Bucarelli a 34 ans, il est romain, et a passé sa carrière jusqu'ici dans les cuisines des autres à travers la capitale avant de décider, ce mois de septembre, d'accrocher son propre nom au-dessus de sa propre porte.
Une carte bâtie sur les classiques romains
Rome n'avait pas besoin d'une nouvelle idée de la morue. Elle avait besoin de quelqu'un pour bien la cuisiner.

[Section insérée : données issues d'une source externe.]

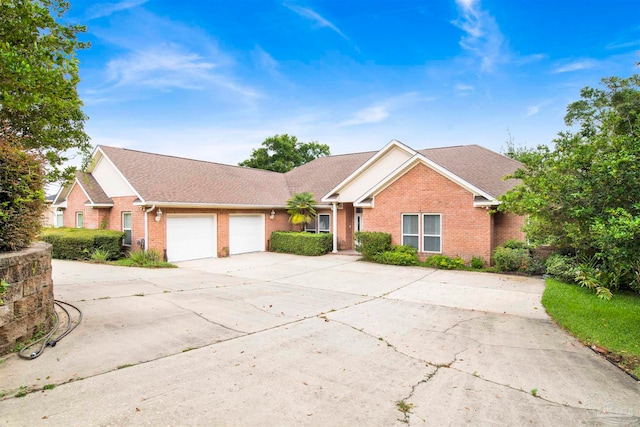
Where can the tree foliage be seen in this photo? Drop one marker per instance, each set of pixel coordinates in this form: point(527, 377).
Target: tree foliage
point(39, 103)
point(281, 153)
point(21, 196)
point(302, 209)
point(584, 192)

La cuisine part de la tradition romaine vers l'extérieur, avec une carte qui change selon la saison. Elle propose actuellement une terrine de langue de veau avec légumes marinés, sauce verte et yaourt ; des anellini aux poivrons rôtis, poivron crusco et mozzarella de bufflonne ; et une baccalà alla romana, morue cuisinée avec tomate, raisins secs et pignons, un plat qui remplace la friture habituelle par quelque chose de plus proche du mijoté.

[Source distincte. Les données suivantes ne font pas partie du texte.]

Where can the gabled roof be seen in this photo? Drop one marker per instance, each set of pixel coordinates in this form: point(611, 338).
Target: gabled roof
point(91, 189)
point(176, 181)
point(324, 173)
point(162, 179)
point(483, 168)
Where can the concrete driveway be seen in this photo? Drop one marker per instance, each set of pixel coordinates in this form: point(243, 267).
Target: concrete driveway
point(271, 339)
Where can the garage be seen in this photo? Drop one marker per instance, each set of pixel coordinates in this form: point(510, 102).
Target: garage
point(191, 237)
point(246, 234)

Aucun de ces trois plats n'est étranger à Rome. Ce que vend Bucarelli, c'est une technique appliquée à une cuisine que la plupart des Romains croient déjà connaître : des abats traités avec retenue, une morue construite sur le sucré-acide plutôt que sur le croustillant, une forme de pâtes qui dépasse rarement la cuisine d'une grand-mère pour arriver sur une carte de restaurant.
Cet instinct, une technique appliquée sans déguiser l'ingrédient, traverse plus largement les cuisines italiennes cet automne, la même saison où le tajarin du Piémont se présente sans rien d'autre que du beurre et de la truffe blanche.
Du vin du Latium plutôt qu'une longue carte
La carte des vins se limite à des producteurs du Latium plutôt que de viser une sélection italienne ou internationale plus large, complétée par un court choix de bières artisanales, de distillats et de liqueurs. C'est une carte plus courte que ce que tentent la plupart des ouvertures romaines, et c'est voulu.
L'adresse fait une partie du travail. Le tronçon entre le Colisée et San Giovanni est dense en trattorias à menu touristique ; un jeune chef qui y ouvre une locanda parie que les passants s'arrêteront encore pour la cuisine, pas seulement pour la proximité d'un monument.
Les dernières ouvertures romaines de ce mois de septembre comptent aussi une liste de finalistes pour le meilleur nouveau restaurant du pays, un rappel de l'encombrement de la saison des ouvertures dans la ville. Pour l'instant, Bucarelli parie que son propre nom suffit comme attrait.